Notes on Data Analytics and Descriptive Statistics
1. Introduction to Data Analytics
Big Data and Data Science: Big Data refers to datasets that are extremely large and
complex, requiring advanced storage, management, and analysis techniques. Data
Science combines statistical methods, algorithms, and computational tools to derive
insights from both big and small data.
Small Data: Refers to datasets that are small enough to be managed and analyzed on a
personal computer or with simple statistical tools. Though small in size, small data is
often rich in context and detail.
A Short Taxonomy of Data Analytics:
- Descriptive Analytics: Summarizes past data to understand what has happened.
- Diagnostic Analytics: Explains why something happened.

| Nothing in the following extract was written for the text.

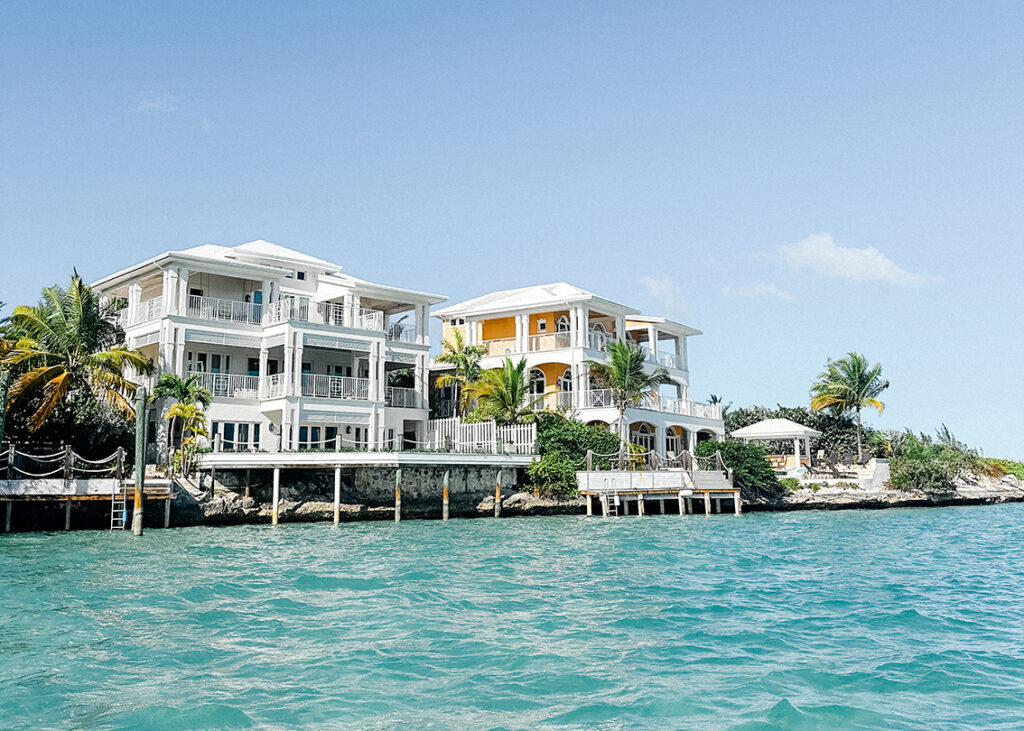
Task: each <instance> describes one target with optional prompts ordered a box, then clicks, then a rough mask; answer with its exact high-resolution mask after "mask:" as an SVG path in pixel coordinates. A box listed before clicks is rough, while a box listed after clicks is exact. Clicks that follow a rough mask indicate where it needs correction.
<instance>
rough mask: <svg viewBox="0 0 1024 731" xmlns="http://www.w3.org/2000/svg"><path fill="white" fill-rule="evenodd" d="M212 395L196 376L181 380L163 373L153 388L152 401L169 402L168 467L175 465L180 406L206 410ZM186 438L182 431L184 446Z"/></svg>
mask: <svg viewBox="0 0 1024 731" xmlns="http://www.w3.org/2000/svg"><path fill="white" fill-rule="evenodd" d="M211 398H212V394H211V393H210V391H209V390H207V389H206V388H204V387H203V385H202V376H200V375H199V374H194V375H191V376H187V377H185V378H181V377H180V376H178V375H177V374H174V373H163V374H161V376H160V380H159V381H157V385H156V386H154V388H153V395H151V396H150V401H151V402H153V401H158V400H161V399H165V400H167V408H166V411H165V417H164V418H165V419H166V420H167V421H169V422H170V424H169V425H168V426H169V428H168V430H167V461H168V466H172V465H173V456H174V438H175V435H176V433H177V424H178V421H179V418H180V417H179V416H178V415H179V414H180V413H181V411H182V410H175V406H177V405H179V404H185V405H201V406H203V407H204V408H205V407H207V406H209V405H210V399H211ZM184 438H185V429H184V428H182V430H181V440H182V445H183V442H184Z"/></svg>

- Predictive Analytics: Uses models and historical data to predict future outcomes.
- Prescriptive Analytics: Recommends actions to achieve desired outcomes.
Examples of Data Use: Applications include healthcare, finance, marketing,
manufacturing, and social sciences.
Breast Cancer in Wisconsin: A famous dataset used for classification tasks, helping to
distinguish between benign and malignant tumors using attributes of cell nuclei.

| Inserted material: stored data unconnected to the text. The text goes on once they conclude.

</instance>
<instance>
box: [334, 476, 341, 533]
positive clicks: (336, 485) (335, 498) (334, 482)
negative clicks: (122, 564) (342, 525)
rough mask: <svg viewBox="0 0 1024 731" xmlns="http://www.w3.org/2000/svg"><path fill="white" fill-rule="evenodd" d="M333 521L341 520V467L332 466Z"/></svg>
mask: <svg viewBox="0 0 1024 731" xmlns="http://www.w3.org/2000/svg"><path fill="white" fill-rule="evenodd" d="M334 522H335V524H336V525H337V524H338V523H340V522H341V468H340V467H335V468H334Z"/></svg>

Polish Company Insolvency Data: Used for predicting company insolvency based on
financial ratios and attributes.
A Little History on Methodologies for Data Analytics: Evolution from traditional
statistics to data mining, machine learning, and modern AI-driven analytics.
2. Descriptive Statistics
Scale Types:
- Nominal: Categories without order (e.g., gender, colors).
- Ordinal: Ordered categories (e.g., satisfaction ratings).
- Interval: Numeric scale without true zero (e.g., temperature in Celsius).
- Ratio: Numeric scale with a true zero (e.g., weight, height).
Descriptive Univariate Analysis: Focuses on analyzing one attribute at a time.
Univariate Frequencies: Counting how often each value or category occurs.
Contents of Univariate Analysis: Measures of central tendency (mean, median, mode),
measures of dispersion (range, variance, standard deviation), and distribution shape
(skewness, kurtosis).
Univariate Statistics: Statistics describing one variable at a time.
Common Univariate Probability Distributions: Normal, Binomial, Poisson, Exponential,
Uniform.
3. Data Visualization
Data Visualization is the graphical representation of data to make trends, patterns, and
insights easier to understand. Common techniques include histograms, bar charts, scatter
plots, box plots, and heatmaps.
4. Descriptive Bivariate Analysis
Two Quantitative Attributes: Scatter plots, correlation coefficients, regression analysis.
Two Qualitative Attributes: Cross-tabulation (contingency tables), Chi-square tests.
At Least One Nominal Attribute: Bar charts, stacked bar charts, ANOVA for group
comparison.
Two Ordinal Attributes: Spearman’s rank correlation, Kendall’s tau.